- Abbreviation: EB
- Leader: Willem Treub
- Founder: Willem Treub
- Founded: 15 December 1917
- Dissolved: 1921
- Merged into: Liberal State Party
- Ideology: Liberalism Classical liberalism
- Political position: Centre

= Economic League (Netherlands) =

The Economic League (Dutch: Economische Bond, EB) was a liberal political party in the Netherlands from 1917 to 1921.

==Party History==
The EB was founded on 15 December 1917 by Willem Treub, a former Minister of Finance. He was a political independent, although he had been member of the progressive liberal Freethinking Democratic League (VDB) until 1913. He was a very successful minister and popular politician, especially in business and middle class circles. He was known as "Minister Forward". He advocated pragmatic politics implemented by strong independent politicians drawn from business. Treub's personalized campaign was supported by successful businessmen. In the 1918 elections the party won only three seats. After the elections the League joined the newly formed neutral parliamentary party, which united several one and two-person parties, namely the Economic League, the Neutral Party, the Peasants' League, the Middle Class Party and the Alliance to Democratise the Forces. The parliamentary party was led by Treub. In parliament, Treub was unable to retain his popularity, in the 1919 municipal elections, the party lost half its votes and won no seats. In the same year Treub, who realized his party had failed, initiated the formation of a liberal party, which would unite all liberal parties. In 1921, the Economic League merged into the Liberal State Party, together with the Liberal Union, League of Free Liberals, Neutral Party and the Middle Class Party. Treub left politics, and the influence of the League on this new party was rather limited.

==Ideology & Issues==
The EB was a pragmatic liberal party which sought to replace ideological, partisan politics with pragmatic solutions for the common man. It had a liberal agenda, advocating a free market, with strong business and a limited, but efficient government. It sought to limit the power of parliament, while strengthening that of the cabinet.

==Leadership & Support==
This table show the EB's results in elections to the House of Representatives and Senate, as well as the party's political leadership: the fractievoorzitter, is the chair of the parliamentary party and the lijsttrekker is the party's top candidate in the general election; these posts are normally taken by the party's leader.

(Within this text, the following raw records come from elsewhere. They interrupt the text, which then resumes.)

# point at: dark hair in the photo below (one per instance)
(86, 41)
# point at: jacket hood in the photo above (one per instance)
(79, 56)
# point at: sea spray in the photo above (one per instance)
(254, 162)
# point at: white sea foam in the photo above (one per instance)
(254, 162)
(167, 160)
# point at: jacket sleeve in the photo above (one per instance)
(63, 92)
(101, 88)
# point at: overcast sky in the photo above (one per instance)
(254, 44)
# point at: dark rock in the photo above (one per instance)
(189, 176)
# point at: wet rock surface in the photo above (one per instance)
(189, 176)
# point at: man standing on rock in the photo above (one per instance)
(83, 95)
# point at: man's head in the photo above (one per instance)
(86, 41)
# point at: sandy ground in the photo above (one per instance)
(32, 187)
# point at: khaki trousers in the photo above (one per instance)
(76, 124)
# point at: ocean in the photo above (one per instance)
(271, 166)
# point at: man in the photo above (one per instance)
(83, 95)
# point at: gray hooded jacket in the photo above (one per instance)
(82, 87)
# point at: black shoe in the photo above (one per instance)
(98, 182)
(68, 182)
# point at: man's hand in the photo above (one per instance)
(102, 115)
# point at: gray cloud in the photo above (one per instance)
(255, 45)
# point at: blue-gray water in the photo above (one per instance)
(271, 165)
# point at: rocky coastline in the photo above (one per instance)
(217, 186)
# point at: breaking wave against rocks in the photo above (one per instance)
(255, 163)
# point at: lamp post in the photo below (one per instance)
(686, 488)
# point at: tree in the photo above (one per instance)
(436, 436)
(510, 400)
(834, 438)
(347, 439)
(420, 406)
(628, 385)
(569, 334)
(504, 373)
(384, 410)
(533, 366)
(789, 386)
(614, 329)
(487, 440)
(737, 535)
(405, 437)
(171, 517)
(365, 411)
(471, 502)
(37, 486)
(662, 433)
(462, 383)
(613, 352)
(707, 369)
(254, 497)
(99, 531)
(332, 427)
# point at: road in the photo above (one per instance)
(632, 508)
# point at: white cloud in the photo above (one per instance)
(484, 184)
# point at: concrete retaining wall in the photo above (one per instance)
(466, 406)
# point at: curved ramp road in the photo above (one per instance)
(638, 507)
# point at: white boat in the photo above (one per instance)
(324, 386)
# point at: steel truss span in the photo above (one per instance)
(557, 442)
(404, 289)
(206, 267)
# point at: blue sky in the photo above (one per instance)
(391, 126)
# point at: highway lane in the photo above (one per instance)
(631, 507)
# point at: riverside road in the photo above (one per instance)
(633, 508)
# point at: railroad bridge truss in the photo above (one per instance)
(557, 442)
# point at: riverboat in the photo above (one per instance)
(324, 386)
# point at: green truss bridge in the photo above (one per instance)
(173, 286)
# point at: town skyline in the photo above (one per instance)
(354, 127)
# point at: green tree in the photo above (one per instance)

| Year | HoR | S | Lijsttrekker | Fractievoorzitter |
|---|---|---|---|---|
| 1918 | 3 | 0 | Willem Treub | Willem Treub |
| 1919 | 3 | 0 | no elections | Willem Treub |
| 1920 | 3 | 0 | no elections | Willem Treub |

==Electorate==
The party drew most of its support from voters who were not aligned with any of the major pillars. It drew most of its support from middle-class neighbourhoods in The Hague, Arnhem and the Gooi region, the region around Hilversum.